What the hell am I doing? I'm acting like an idiot. And with everything that's going on.. If he knew everything from my past, I know he wouldn't stay with me. I just.. I can't keep flirting with him, he'll just get hurt one way or the other. But being with him, I want nothing more than his arms around me. His lips against mine. Just being close to him. It's selfish. He deserves better. I'm not good for him. I'm not good enough. He can't trust me.
Still, he's standing so close to me. I feel his breath at my face and the chemistry between us. We're standing close, too close. I don't want to hurt him.

Steve's POV

Natasha took a step back, looking away from my eyes. I got confused. Maybe I shouldn't have kissed her. But I couldn't resist, she's so beautiful.
"I don't think this is a good idea." She said. Her voice was as cold and steady as if she was talking to one of her victims.
"Natasha, I'm sorry I didn't.."
"Didn't what? Mean to do that?" Her voice was cold and I didn't understand. She'd been great lately. Warm, sweet and well, kind of happy. I thought I was getting closer to her, learning more about her. I know the kiss wasn't the greatest idea but I, stupidly, thought she might share my feelings. I like her, a lot. I would be lying if I said something else.
She left the room. Passing me by like I was a furniture, pretending I wasn't there. It hurt. I'm such an idiot for thinking she might feel the same. I'm such a fool.
"Natasha, wait!" I shouted after her.

Natasha's POV

I don't know how I succeed. I didn't want to hurt him. But that look on his face proves that I did anyway. But if I stay with him, I could hurt him a lot more in the future. Honestly, I'm an assassin, murderer, a monster. I'm the black widow. I seduce and kill. That's who I am and what I've always been. I like Steve. I've never liked anyone this much. I've never wanted not to hurt anyone this much.
I heard Steve's footsteps behind me. He had soon caught up with me. He grabbed me by the arm and I turned to face his eyes.
"Nat, what are you doing? I'm sorry for the kiss but can you stop being so distant?" He said. His eyes showed that he was confused and wondering.
"What I'm doing.. Well, I'm trying to figure out why Fury want us dead. I think that's kind of an issue right now." I answered, trying to keep my voice steady. The mention of Nick got to me and thoughts kept coming back. I had really trusted him, like a brother. No, like a father. It just can't be right. I don't remember much about my real father. And the things I remember is nothing I want to remember. Mostly hits against my face and the way he tried to calm me down when I was sitting in the corner of the room, crying. His hard, big hands squeezing my arms so hard I got bruises the day after. It felt like a rock falling on my stomach and another one finding it's way down my trout. I was close to crying. I didn't show it though.
"I know that these thing about Fury is.. hard. And I'm trying to figure out something but I got nothing. I have no idea why this happen but I'm gonna find out. We are going to fix it." He said.
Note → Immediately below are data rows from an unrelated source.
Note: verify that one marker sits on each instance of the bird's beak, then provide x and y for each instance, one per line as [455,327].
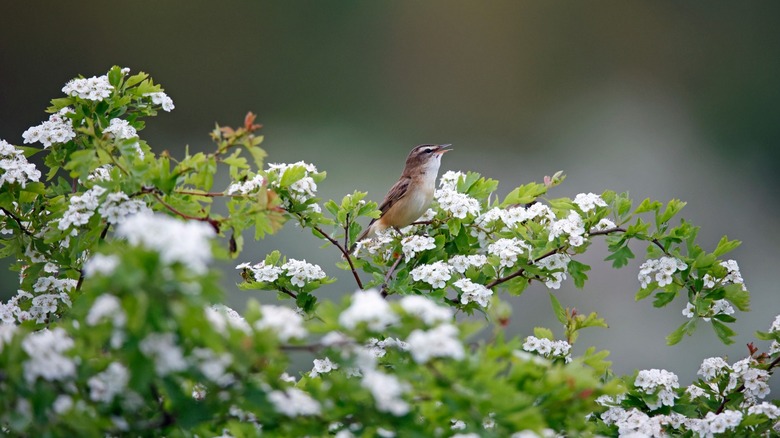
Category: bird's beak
[443,148]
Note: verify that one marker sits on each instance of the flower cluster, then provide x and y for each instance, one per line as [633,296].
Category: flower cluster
[660,383]
[187,243]
[733,276]
[437,274]
[589,201]
[547,348]
[458,204]
[15,167]
[558,265]
[473,292]
[118,207]
[411,245]
[508,250]
[298,271]
[45,356]
[58,129]
[251,185]
[301,190]
[663,268]
[95,88]
[572,226]
[286,322]
[81,208]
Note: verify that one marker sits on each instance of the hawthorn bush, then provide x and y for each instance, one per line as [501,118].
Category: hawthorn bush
[117,328]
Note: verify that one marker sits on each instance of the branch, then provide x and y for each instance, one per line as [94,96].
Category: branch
[388,275]
[520,271]
[344,252]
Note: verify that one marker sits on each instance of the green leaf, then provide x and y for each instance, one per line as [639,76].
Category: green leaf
[524,194]
[725,245]
[620,257]
[648,205]
[543,333]
[724,332]
[560,313]
[291,175]
[578,271]
[738,296]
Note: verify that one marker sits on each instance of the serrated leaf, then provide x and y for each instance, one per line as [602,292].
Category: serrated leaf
[620,257]
[724,332]
[725,245]
[543,333]
[739,297]
[560,313]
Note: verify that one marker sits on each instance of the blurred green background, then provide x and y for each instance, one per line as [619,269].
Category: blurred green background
[662,99]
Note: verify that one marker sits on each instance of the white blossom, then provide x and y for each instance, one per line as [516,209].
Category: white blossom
[459,204]
[45,355]
[589,201]
[323,366]
[221,317]
[387,391]
[572,226]
[441,341]
[449,180]
[369,307]
[547,348]
[558,265]
[163,350]
[58,129]
[249,186]
[95,88]
[81,208]
[185,242]
[411,245]
[106,385]
[293,402]
[301,272]
[284,321]
[118,206]
[473,292]
[15,167]
[120,130]
[162,99]
[660,382]
[508,250]
[712,367]
[425,309]
[603,224]
[436,274]
[461,263]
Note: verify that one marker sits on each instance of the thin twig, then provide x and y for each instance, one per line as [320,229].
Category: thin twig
[390,274]
[344,252]
[520,271]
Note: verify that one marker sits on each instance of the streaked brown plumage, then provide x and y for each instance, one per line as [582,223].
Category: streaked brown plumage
[410,197]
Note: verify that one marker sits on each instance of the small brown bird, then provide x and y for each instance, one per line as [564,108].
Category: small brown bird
[410,197]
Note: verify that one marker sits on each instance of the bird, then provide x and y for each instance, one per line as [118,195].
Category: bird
[410,197]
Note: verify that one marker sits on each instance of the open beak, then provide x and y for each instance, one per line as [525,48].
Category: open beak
[443,148]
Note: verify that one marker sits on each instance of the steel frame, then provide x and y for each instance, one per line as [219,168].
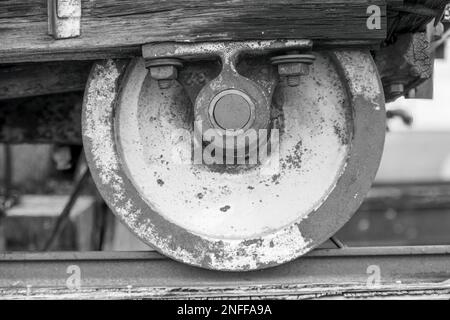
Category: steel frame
[325,273]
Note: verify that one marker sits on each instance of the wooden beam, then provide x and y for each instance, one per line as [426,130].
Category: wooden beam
[118,28]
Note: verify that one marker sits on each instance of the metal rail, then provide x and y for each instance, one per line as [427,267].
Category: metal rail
[330,273]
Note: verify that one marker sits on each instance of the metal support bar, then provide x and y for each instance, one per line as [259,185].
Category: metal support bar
[347,272]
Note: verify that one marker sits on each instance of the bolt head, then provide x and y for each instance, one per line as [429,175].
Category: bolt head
[293,69]
[396,88]
[164,72]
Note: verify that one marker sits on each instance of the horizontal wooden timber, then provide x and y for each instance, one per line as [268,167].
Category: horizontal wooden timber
[118,28]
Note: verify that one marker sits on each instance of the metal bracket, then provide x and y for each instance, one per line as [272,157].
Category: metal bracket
[64,18]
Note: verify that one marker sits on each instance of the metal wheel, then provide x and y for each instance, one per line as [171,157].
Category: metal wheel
[235,218]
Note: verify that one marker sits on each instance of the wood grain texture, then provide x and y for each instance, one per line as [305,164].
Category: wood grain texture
[118,28]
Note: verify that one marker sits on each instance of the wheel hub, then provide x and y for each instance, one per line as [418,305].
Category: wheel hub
[140,148]
[232,110]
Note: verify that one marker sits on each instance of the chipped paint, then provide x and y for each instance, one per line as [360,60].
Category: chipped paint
[120,174]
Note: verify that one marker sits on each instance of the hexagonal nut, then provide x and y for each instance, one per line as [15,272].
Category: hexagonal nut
[293,69]
[164,72]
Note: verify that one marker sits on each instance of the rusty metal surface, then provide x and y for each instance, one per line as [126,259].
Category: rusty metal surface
[44,119]
[405,64]
[336,273]
[357,73]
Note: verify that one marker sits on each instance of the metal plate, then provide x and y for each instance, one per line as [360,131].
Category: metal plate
[332,136]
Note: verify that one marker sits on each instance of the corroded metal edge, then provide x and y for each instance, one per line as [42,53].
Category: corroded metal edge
[338,273]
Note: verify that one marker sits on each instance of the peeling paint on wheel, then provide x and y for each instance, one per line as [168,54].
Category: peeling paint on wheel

More sure than usual.
I looked into his eyes for a few more seconds before I nodded and walked away, leaving him in the corridor. Thoughts were flushing throe my head. Memories, so many memories. I missed the part of my life were I didn't feel. When I could go into a mission and just work. No, I didn't miss it. I couldn't. It would mean that I hadn't changed. I felt the tears building up in my eyes. I went in to my bedroom, hoping Steve wouldn't find me like this, and took a towel. I then went to the bathroom and started stripping of my ballet clothes. I took a long shower, trying to warm up my frozen body. I tried to keep the thought from my head and the tears from my eyes. I kept it all in, pushing it away.
When I felt warm enough, I went out of the shower. I put the towel around my body and went into the bedroom again. I felt tired and I didn't really see a reason for staying awake. I put on some underwear and saw that one of Steve's t-shirts was laying on the chair in the corner of the room. I put it on. It smelled just like him. It was almost as if I could feel his warmth against my body. It made me calm. I climbed into the bed, making myself as small as possible to stay warm. His smell made me doze of into deep sleep, cuddling up underneath the blankets.

Steve's POV

I tried giving Natasha some space, figuring that she probably wanted that. I don't.
I went to the kitchen, looking inside the refrigerator. Empty. Not that I thought it would have been full. It could have been months since Natasha was here the last time. I didn't really know if she was here often. She said it was the place she went to hide, that's all. I don't even really know where I am and I have no idea where the closest grocery store is. I found a bottle of soup on a shelf. My stomach was screaming for food so I hoped it was okey that I took it.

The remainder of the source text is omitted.